“Quero que justiça seja feita pelo erro do estado. Vou prestar depoimento e contar toda a verdade do que aconteceu”. A declaração é do adesivador de táxis Daniel Campelo, de 51 anos, um dos homens que perderam a visão após a repressão da PM a um protesto pacífico contra o presidente Jair Bolsonaro (sem partido), no Recife, no dia 29 de maio.
Nesta segunda-feira (14), Daniel esteve na Delegacia da Boa Vista, no bairro de Santo Amaro, na área central da cidade, para prestar depoimento. O caso é investigado por dois delegados, que apuram a agressão a Daniel e omissão de socorro.
Daniel perdeu a visão de um olho ao ser atingido por uma bala de borracha. Imagens mostram que PMs se negaram a ajudar a vítima, mesmo com os pedidos feitos por pessoas que acompanhavam a manifestação.
Daniel chegou à delegacia por volta das 14h desta segunda. Antes de entrar para falar com os delegados Kelly Luna e Breno Maia, ele falou sobre a situação que está vivenciando depois dos ferimentos.
“Ninguém quer passar por essa situação. Infelizmente, eu estou passando e a minha vida está muito difícil”, declarou.
Daniel afirmou que não tem condições de retornar ao trabalho. “Ainda está muito recente. Sempre passa pela minha cabeça. Quando a gente está deitado, não consegue dormir bem. Volta toda aquela situação novamente. É um desespero. Eu não desejo isso para ninguém”, afirmou.
Daniel lembrou que, depois de levar o tiro no olho, ainda foi atingido por outro disparo. “Isso na hora do meu socorro. Vários disparos continuaram sendo feitos e um deles atingiu as minhas costas. Eu já tinha recebido o primeiro disparo no olho”, lembrou.

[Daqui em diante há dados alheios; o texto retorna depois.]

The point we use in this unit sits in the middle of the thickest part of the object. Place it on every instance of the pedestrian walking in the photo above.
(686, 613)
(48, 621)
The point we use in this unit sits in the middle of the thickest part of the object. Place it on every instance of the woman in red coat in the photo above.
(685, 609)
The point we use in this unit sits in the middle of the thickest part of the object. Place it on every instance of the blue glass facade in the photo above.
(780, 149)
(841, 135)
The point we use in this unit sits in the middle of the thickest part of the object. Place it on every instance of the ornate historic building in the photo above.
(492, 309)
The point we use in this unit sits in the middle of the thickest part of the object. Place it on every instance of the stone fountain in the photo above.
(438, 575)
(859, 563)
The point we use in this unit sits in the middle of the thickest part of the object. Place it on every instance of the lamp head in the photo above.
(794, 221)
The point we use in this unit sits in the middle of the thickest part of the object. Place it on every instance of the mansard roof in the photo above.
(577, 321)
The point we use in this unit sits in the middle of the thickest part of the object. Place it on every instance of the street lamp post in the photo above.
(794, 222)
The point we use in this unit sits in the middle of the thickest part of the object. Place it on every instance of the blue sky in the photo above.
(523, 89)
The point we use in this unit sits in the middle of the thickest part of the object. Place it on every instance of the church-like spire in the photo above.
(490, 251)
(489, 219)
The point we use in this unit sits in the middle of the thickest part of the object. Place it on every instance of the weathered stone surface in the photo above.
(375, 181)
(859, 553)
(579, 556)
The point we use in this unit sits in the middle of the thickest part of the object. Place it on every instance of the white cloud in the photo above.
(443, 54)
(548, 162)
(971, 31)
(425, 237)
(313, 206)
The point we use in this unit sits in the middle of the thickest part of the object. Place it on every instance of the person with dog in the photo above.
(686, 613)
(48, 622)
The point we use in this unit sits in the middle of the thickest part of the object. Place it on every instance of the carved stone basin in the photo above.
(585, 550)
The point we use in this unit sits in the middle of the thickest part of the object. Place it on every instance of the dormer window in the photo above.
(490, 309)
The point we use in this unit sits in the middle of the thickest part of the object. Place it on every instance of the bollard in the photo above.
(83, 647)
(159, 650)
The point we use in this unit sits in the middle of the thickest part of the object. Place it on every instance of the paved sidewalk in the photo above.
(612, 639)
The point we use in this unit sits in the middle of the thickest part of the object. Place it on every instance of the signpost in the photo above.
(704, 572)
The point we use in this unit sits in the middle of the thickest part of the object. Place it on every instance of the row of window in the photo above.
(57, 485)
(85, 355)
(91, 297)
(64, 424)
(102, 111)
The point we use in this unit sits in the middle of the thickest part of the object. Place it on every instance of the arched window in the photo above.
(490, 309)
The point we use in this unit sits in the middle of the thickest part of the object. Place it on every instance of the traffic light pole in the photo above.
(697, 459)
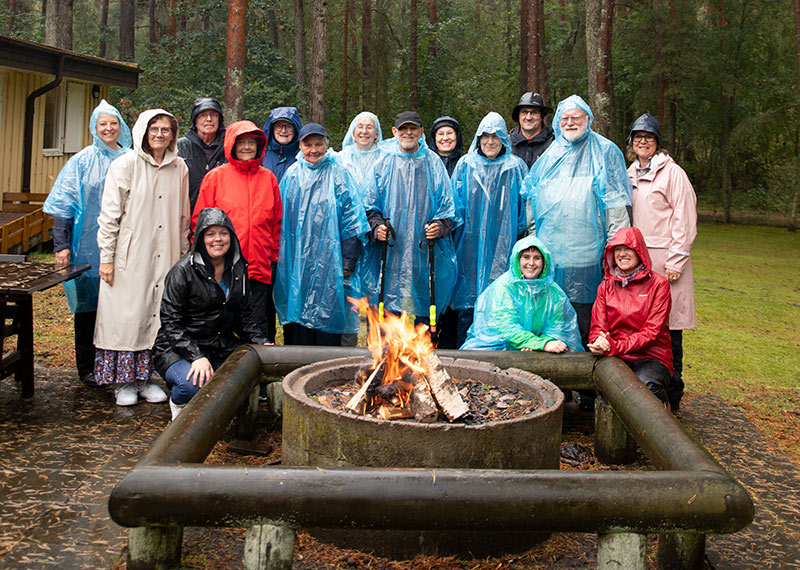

Daniel também falou sobre a postura diante dos problemas sociais do país e ressaltou que não estava participando do protesto no dia 29 de maio.
“O que eles pediam lá servia para todos nós, que é vacina e alimento. Nada contra. Infelizmente, eu não participo dessas coisas, mas a gente precisa de vacina e de alimentação. O que está acontecendo é muito difícil no país”.
Sobre o depoimento desta segunda, Daniel afirmou que pretendia “falar a verdade” e tudo o que aconteceu, desde o momento em que ele saiu para pegar um ônibus. Também disse que esperava “o que é de direito em relação ao estado de Pernambuco”
“Queria ter minha visão de volta. Isso jamais vou ter. O meu olho foi retirado. Eu não tenho mais o olho esquerdo. Isso não volta mais. Nem a minha nem a do nosso amigo Jonas, que também é um pai de família e cidadão do bem”, declarou.
Sobre a expectativa de futuro, Daniel disse que “ a vida daqui pra frente está na mão de Deus”. “A gente tem muita fé em Deus. Eu tenho a minha família, mas vamos atrás da justiça”, afirmou.
O outro ferido com gravidade é o arrumador de contêineres Jonas Correia, de 29 anos, que também ficou sem enxergar com um dos olhos por causa de um tiro de bala de borracha disparado pela PM. A vereadora Liana Cirne (PT) foi agredida com spray de pimenta e precisou ser socorrida.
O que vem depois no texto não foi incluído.